The “Inside-Out Signaling Pathway” that causes the influx of Ca2+ through specialized CRAC channels provides the persistent Ca2+ signal necessary to maintain NFATP proteins in the nucleus (Ref.2). The major Ca2+ and Caln (Calcineurin)-responsive elements in the Nur77 (Mouse Homolog of Nur77) promoter are binding sites for MEF2D (MADS Box Transcription Enhancer Factor-2 Polypeptide-D). NFATP interacts with MEF2D and enhances its transcriptional activity, offering a plausible mechanism of activation of MEF2D by Caln . NFATP synergizes with MEF2D to recruit the co-activator p300 for the transcription of Nur77. Surprisingly, the enhancement of transcriptional activity of MEF2D by NFATP does not require its DNA-binding activity, proving that NFATP acts as a co-activator for MEF2D. Transient co-expression of p300, MEF2D, NFATP and constitutively active Caln is sufficient to recapitulate TCR signaling for the selective induction of the endogenous Nur77 gene. These results implicate NFATP as an important mediator of T-Cell apoptosis (Ref.5). Binding of Cabin1 (Calcineurin Binding Protein-1) to MEF2D suppresses MEF2D transcriptional activity. However, in the presence of a Ca2+ signal, Calm (Calmodulin) binds to Cabin1, freeing MEF2D to recruit the co-activator p300 for transcriptional activation of MEF2D target genes. Cabin1-MEF2 interaction is required for proper MEF2D induction and phosphorylation after TCR signaling. The COOH-terminal region of Cabin1 interacts with MEF2D and Calm in a mutually exclusive manner. The interaction between Cabin1 and Caln is dependent on both Ca2+ signal and PKC activation, which results in Cabin1 hyperphosphorylation. As Cabin1 is occurs primarily in the nucleus in T-Cells, it interacts only with activated Caln that has translocated into the nucleus (Ref.6).

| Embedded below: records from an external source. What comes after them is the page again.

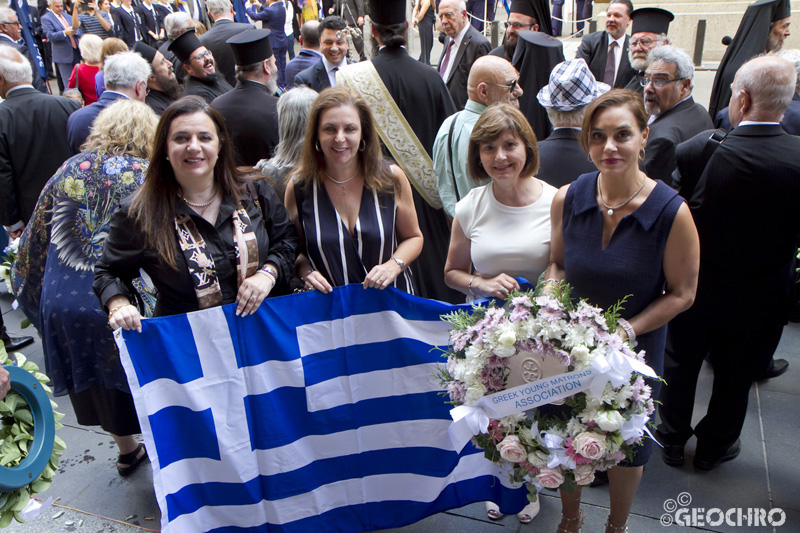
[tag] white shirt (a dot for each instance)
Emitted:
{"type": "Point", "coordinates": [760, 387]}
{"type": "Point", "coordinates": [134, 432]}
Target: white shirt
{"type": "Point", "coordinates": [329, 69]}
{"type": "Point", "coordinates": [454, 51]}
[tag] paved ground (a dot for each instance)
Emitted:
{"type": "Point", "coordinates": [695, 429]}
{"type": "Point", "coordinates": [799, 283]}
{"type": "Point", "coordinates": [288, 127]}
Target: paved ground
{"type": "Point", "coordinates": [91, 497]}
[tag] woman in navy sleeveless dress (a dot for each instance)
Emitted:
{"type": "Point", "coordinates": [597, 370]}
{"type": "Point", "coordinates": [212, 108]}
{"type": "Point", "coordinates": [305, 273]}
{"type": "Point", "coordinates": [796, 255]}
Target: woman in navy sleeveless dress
{"type": "Point", "coordinates": [618, 233]}
{"type": "Point", "coordinates": [354, 211]}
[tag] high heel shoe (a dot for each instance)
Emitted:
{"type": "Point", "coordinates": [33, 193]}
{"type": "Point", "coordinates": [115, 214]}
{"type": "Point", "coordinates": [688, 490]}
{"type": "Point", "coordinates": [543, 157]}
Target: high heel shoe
{"type": "Point", "coordinates": [577, 520]}
{"type": "Point", "coordinates": [616, 529]}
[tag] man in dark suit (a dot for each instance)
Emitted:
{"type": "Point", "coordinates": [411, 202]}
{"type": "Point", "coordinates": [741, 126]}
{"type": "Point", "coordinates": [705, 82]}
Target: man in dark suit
{"type": "Point", "coordinates": [33, 146]}
{"type": "Point", "coordinates": [10, 35]}
{"type": "Point", "coordinates": [63, 40]}
{"type": "Point", "coordinates": [744, 200]}
{"type": "Point", "coordinates": [595, 46]}
{"type": "Point", "coordinates": [333, 46]}
{"type": "Point", "coordinates": [221, 12]}
{"type": "Point", "coordinates": [273, 18]}
{"type": "Point", "coordinates": [462, 46]}
{"type": "Point", "coordinates": [675, 117]}
{"type": "Point", "coordinates": [129, 22]}
{"type": "Point", "coordinates": [250, 110]}
{"type": "Point", "coordinates": [352, 11]}
{"type": "Point", "coordinates": [126, 77]}
{"type": "Point", "coordinates": [425, 103]}
{"type": "Point", "coordinates": [572, 87]}
{"type": "Point", "coordinates": [202, 78]}
{"type": "Point", "coordinates": [308, 55]}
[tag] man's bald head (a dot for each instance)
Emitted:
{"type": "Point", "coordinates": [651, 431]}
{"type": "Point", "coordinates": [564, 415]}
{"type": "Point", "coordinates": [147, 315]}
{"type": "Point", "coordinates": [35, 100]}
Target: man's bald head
{"type": "Point", "coordinates": [493, 79]}
{"type": "Point", "coordinates": [762, 90]}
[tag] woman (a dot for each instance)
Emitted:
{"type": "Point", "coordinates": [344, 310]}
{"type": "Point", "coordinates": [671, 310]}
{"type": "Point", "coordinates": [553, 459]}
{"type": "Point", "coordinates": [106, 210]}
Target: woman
{"type": "Point", "coordinates": [352, 208]}
{"type": "Point", "coordinates": [616, 232]}
{"type": "Point", "coordinates": [83, 73]}
{"type": "Point", "coordinates": [111, 46]}
{"type": "Point", "coordinates": [94, 21]}
{"type": "Point", "coordinates": [293, 109]}
{"type": "Point", "coordinates": [501, 230]}
{"type": "Point", "coordinates": [53, 273]}
{"type": "Point", "coordinates": [204, 234]}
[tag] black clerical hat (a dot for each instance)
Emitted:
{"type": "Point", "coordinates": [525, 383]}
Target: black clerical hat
{"type": "Point", "coordinates": [184, 45]}
{"type": "Point", "coordinates": [250, 46]}
{"type": "Point", "coordinates": [651, 19]}
{"type": "Point", "coordinates": [538, 9]}
{"type": "Point", "coordinates": [388, 12]}
{"type": "Point", "coordinates": [146, 51]}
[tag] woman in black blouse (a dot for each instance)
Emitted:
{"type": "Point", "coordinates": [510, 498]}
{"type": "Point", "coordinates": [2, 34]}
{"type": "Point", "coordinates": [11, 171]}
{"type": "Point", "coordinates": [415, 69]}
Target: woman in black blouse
{"type": "Point", "coordinates": [204, 233]}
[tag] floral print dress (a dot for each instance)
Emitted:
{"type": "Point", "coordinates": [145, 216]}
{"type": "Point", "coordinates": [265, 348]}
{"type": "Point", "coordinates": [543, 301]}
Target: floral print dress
{"type": "Point", "coordinates": [53, 274]}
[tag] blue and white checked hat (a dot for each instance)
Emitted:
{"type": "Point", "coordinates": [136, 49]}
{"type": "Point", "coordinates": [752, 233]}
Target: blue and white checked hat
{"type": "Point", "coordinates": [572, 86]}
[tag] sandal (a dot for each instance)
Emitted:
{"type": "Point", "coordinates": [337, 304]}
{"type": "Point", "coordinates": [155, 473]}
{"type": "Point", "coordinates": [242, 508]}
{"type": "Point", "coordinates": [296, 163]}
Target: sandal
{"type": "Point", "coordinates": [493, 511]}
{"type": "Point", "coordinates": [128, 462]}
{"type": "Point", "coordinates": [569, 523]}
{"type": "Point", "coordinates": [529, 512]}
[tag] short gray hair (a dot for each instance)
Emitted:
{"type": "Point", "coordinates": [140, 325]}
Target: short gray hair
{"type": "Point", "coordinates": [176, 22]}
{"type": "Point", "coordinates": [5, 15]}
{"type": "Point", "coordinates": [14, 67]}
{"type": "Point", "coordinates": [125, 69]}
{"type": "Point", "coordinates": [566, 119]}
{"type": "Point", "coordinates": [218, 7]}
{"type": "Point", "coordinates": [793, 57]}
{"type": "Point", "coordinates": [676, 56]}
{"type": "Point", "coordinates": [769, 86]}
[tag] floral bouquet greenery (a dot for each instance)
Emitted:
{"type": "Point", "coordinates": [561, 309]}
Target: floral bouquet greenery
{"type": "Point", "coordinates": [606, 401]}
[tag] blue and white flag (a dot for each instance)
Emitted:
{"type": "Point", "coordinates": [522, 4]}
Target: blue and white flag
{"type": "Point", "coordinates": [320, 412]}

Capn2 (Calpain-2) cleaves the Caln-binding domain of Cabin1 to activate Caln and elicit Ca2+-triggered cell death. Cabin1 cleavage and Caln activation are suppressed by Capn2 inhibitors. The cleavage of Cabin1 allows Cabin1 to be inactivated and dissociated from the Caln complex, leading to the activation of Caln (Ref.7). In unactivated T-Cells, MEF2D is bound to a transcriptional repression complex consisting of Cabin1, HDAC1 (Histone Deacetylase-1) and HDAC2. Upon TCR signaling and Ca2+ influx, activated Calm binds to Cabin1, releasing it from MEF2D, vacating the MADS/MEF2 domain for association with the coactivator p300. The Ca2+-dependent association and dissociation of two opposing classes of chromatin remodeling enzymes are responsible for tight control of Nur77 transcription, ensuring that thymocytes will not commit to apoptosis in the absence of TCR signaling. Cabin1 also competes with p300 for binding to MEF2D. Activation of MEF2D and the consequent transcription of Nur77 are controlled by the association of MEF2D with the HDACs via the Ca2+-dependent repressor Cabin1 (Ref.8). The role of Ca2+ signaling in regulating MEF2D-dependent gene expression in non-lymphoid tissues still remains the subject of ongoing investigation (Ref.9).